The movie sometimes assumes viewers know the details of these luminous lives, so it may be helpful to understand some of the complicated relationships that made Paris in that era both a dream and often something less.
In 1922 Hemingway and his first wife, Hadley, took a two-room flat near the Sorbonne that had no hot water and no indoor toilet. He also rented a room around the corner to write, something like the “attic with a skylight” Gil craves. It had a view of the smokestacks and rooftops that Mr. Allen captures in worshipful shots of the city.
Hemingway also discovered Shakespeare & Company, a bookstore near the Jardin du Luxembourg owned by Sylvia Beach that became a crossroads for Americans in Paris. It’s where he borrowed books by Turgenev and Tolstoy, and it makes a cameo in the film.

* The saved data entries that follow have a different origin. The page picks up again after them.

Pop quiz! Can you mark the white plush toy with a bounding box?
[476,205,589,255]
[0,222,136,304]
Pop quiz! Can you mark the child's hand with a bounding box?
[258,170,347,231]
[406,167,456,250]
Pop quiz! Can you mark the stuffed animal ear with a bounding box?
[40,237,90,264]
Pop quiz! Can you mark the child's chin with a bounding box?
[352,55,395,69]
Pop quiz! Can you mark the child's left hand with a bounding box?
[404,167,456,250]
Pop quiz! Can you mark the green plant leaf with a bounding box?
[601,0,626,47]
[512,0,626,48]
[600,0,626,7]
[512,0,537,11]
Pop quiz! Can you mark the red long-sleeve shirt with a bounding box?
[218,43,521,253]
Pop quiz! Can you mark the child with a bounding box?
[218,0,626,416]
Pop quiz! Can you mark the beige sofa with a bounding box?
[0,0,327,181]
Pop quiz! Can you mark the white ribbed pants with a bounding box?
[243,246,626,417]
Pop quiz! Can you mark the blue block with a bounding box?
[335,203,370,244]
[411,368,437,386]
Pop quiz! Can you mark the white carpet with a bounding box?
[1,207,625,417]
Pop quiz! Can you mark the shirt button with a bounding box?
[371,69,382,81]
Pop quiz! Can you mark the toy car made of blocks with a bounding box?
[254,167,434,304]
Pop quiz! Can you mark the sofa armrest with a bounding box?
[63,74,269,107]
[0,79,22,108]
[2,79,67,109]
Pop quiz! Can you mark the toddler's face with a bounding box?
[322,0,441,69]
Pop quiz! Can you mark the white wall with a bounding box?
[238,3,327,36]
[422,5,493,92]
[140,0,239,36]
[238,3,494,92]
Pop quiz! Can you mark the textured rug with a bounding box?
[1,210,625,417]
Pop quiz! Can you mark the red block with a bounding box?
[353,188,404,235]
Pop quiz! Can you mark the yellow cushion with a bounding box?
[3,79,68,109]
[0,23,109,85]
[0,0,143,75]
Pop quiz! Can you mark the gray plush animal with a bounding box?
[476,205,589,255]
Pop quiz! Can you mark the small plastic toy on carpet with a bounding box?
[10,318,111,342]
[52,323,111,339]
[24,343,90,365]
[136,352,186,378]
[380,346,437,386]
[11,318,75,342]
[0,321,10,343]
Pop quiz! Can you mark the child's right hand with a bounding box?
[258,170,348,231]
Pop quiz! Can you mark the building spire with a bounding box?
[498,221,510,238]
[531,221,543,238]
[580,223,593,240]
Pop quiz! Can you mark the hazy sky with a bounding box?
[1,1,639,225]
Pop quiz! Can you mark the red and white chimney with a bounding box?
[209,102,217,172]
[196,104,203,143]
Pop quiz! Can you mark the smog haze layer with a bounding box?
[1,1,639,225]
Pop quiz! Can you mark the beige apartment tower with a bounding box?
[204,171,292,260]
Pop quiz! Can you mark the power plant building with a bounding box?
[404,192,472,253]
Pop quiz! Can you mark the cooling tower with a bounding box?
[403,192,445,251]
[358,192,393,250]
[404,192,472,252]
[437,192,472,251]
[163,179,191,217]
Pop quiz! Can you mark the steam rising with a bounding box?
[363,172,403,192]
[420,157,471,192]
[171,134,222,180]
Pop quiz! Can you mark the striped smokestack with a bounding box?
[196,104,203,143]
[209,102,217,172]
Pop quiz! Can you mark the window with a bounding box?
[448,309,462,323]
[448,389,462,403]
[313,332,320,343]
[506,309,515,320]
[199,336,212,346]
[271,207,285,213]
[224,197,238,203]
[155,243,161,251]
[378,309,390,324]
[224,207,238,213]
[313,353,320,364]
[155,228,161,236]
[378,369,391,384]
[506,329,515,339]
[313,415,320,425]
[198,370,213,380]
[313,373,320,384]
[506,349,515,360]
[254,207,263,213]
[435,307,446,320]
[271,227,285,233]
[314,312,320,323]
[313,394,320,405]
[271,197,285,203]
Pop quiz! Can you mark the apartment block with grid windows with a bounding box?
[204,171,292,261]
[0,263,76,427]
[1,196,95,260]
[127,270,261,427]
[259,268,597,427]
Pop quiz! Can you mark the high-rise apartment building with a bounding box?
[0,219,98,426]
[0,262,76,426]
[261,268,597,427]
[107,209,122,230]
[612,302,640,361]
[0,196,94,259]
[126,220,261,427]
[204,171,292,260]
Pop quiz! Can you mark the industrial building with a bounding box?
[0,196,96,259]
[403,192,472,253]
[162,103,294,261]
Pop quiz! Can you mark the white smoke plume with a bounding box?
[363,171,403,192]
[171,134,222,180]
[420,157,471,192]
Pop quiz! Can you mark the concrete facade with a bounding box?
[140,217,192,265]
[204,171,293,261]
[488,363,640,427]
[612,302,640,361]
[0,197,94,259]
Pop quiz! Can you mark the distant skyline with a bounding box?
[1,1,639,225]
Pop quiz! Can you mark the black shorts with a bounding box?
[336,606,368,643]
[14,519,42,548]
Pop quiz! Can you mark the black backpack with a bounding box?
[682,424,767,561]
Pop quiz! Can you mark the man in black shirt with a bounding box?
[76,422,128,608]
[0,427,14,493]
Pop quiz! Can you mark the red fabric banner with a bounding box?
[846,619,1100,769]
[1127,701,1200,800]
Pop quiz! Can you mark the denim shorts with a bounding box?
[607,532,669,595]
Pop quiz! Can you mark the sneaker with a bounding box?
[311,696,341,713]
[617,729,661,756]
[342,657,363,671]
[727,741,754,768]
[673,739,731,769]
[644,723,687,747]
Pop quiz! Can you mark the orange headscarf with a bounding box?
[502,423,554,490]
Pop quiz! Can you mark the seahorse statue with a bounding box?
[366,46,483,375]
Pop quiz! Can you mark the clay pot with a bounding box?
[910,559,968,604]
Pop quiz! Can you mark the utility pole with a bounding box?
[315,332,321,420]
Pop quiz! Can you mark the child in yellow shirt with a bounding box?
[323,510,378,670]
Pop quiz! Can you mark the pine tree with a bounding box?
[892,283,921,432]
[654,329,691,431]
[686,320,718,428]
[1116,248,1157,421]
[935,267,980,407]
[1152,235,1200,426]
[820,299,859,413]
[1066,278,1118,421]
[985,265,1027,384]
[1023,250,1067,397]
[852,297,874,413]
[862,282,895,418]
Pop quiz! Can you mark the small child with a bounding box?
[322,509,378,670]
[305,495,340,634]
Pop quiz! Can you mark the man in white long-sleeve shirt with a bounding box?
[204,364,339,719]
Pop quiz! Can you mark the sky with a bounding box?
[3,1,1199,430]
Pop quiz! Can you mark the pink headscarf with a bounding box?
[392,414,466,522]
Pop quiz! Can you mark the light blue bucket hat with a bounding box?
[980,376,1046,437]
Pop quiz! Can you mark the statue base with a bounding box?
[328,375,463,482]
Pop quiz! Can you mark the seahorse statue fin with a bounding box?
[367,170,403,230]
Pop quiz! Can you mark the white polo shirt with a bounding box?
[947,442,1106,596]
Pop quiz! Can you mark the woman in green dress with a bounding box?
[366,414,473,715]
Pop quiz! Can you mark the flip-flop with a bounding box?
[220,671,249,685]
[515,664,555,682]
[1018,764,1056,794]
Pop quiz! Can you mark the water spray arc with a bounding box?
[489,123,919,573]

Gil meets Hemingway in a run-down cafe not unlike the legendary Dingo, where Hemingway’s less than beautiful friendship with Fitzgerald began with the latter’s drunken near-blackout. Hemingway, who is parodied in the film with dialogue like “no subject is terrible if the story is true and if the prose is clean and honest,” was envious of the seemingly effortless lyricism of Fitzgerald’s writing in works like “The Great Gatsby.” In “Midnight in Paris,” Hemingway tells Fitzgerald that Zelda, a writer herself, sees her husband as a competitor. But “A Moveable Feast” offers a more full-throated account. Hemingway grew to despise Zelda, partly because she had betrayed Fitzgerald with a French aviator and partly because he blamed her decadent tempestuousness for ruining her husband’s productivity.
Picasso and Matisse, who appear in the film, also had a rivalry, barely acknowledged in the film, with the two artists echoing — some critics say swiping — each other’s themes.
Both gained the attention of the art collector Leo Stein and his sister, Gertrude. In the film Gil hears that Gertrude Stein has bought a Matisse for 500 francs and, in the hope of making a time-bending killing, asks her if he could pick up “six or seven” Matisses as well. The twice-married Picasso was famous for mistresses, and in the film Marion Cotillard plays Adriana, a capricious, if melancholy stand-in for all of Picasso’s lovers, models and muses. She claims to have been the lover of Modigliani and Braque as well. In actuality, Picasso’s mistresses were relatively constant. Marie-Thérèse Walter, who was 17 when she met Picasso, was with him for eight years, bearing him a daughter, Maya. Dora Maar, whom he met around 1935, was his lover for at least eight years as well.
The Indiana-born Cole Porter maintained an elegant apartment, where he gave hedonistic parties that were daring for their mingling of gay and straight friends. Porter met and married Linda Lee Thomas, a divorcée from Louisville who was eight years older and aware that Porter was gay. They set up an even more lavish apartment — walls covered in zebra hide — near Les Invalides, a home that seems like the setting for the on-screen party where Porter entertains his guests at the piano. The film recounts how many Porter songs were hommages to Paris —“I Love Paris” and “C’est Magnifique,” among them — and indeed Porter wrote a musical, “Paris,” for the chanteuse Irene Bordoni. One of the show’s songs was “Let’s Do It,” with teasingly suggestive lines including: “In shallow shoals English soles do it./Goldfish in the privacy of bowls do it.”
When Gil sits down in a cafe with Dalí and Man Ray, he confides to those artists his shock at being catapulted back in time. Man Ray is delighted with the idea, but Gil tells him that’s because “you’re a Surrealist and I’m a normal guy.” Dalí, played here by Adrien Brody, first visited Paris in 1926, grew the mustache that would become his trademark, and met his idol and fellow Spaniard, Picasso. Experimenting with many forms, Dalí fell in with a circle of Surrealists in Montparnasse whose members were probing the Freudian depths of their psyches for what they regarded as a new expressive frontier. He met his future wife, Gala, who was inconveniently married to a Surrealist poet.
Dalí collaborated with Buñuel on the short avant-garde film “Un Chien Andalou.” In “Midnight in Paris,” Gil suggests to Buñuel that he make a film about a dinner party gone haywire. Buñuel, of course, took up the suggestion. The film was “The Exterminating Angel,” released in 1962.